Aquella conversación nos hermanó, pese a la diferencia de edad y de sensibilidades literarias. Y no solo nos hermanó, sino que me hizo comprender de golpe la mezquindad radical que latía bajo mis demandas de escritor insuficientemente reconocido. Había venido comportándome como si la vida me debiera algo, y no voy a decir que no, que no me lo deba, pero no era desde luego una habitación mejor que la que me habían asignado. Quizá por eso, a la mañana siguiente, cuando la directora del hotel vino a decirme que podía mudarme a la de la sauna y el jacuzzi porque el premio Nobel había excusado su asistencia, le dije que se metiera la sauna y el jacuzzi por el culo porque yo ya había encontrado mi lugar en el mundo, incluso mi lugar en la Literatura, y no necesitaba de más lujos.
—Usted no es el escritor que yo creía —dijo cínicamente.
—Ni usted la lectora que se merecen mis novelas —respondí con expresión de lástima.

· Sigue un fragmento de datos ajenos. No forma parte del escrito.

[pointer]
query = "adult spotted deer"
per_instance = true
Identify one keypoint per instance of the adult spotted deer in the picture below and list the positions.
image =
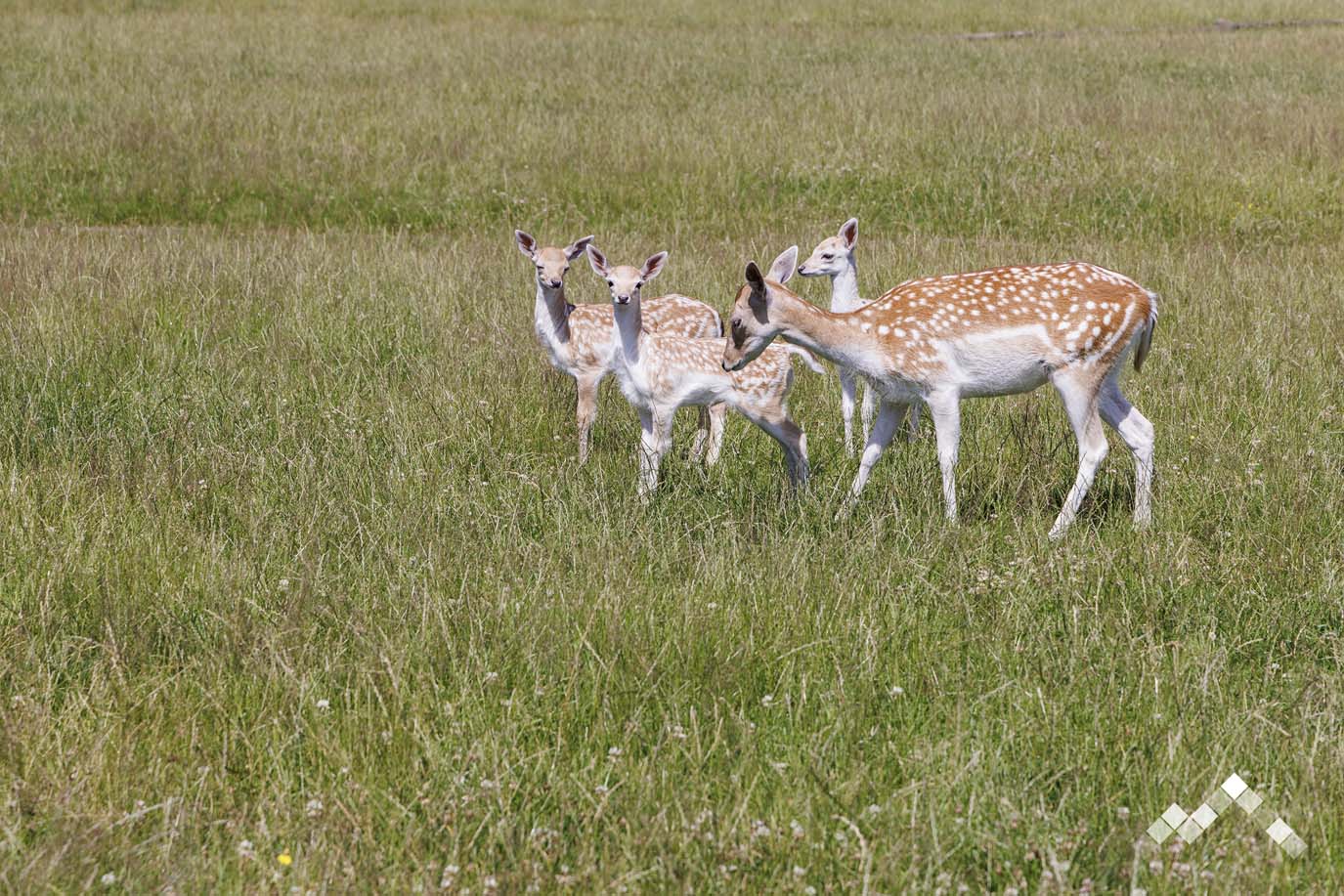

Regresé a casa transformado. No voy a decir que sin el rencor de clase que ha presidido mi vida de escritor (quizá mi vida a secas), pero ahora funciona ya como un achaque estacional, igual que el dolor de la rodilla en otoño o la migraña del ojo en primavera.
En cuanto al Nobel que no llegó a disfrutar de la habitación con sauna y jacuzzi, falleció el martes pasado, pobre, subiendo las escaleras de una librería donde le esperaban para darle un homenaje.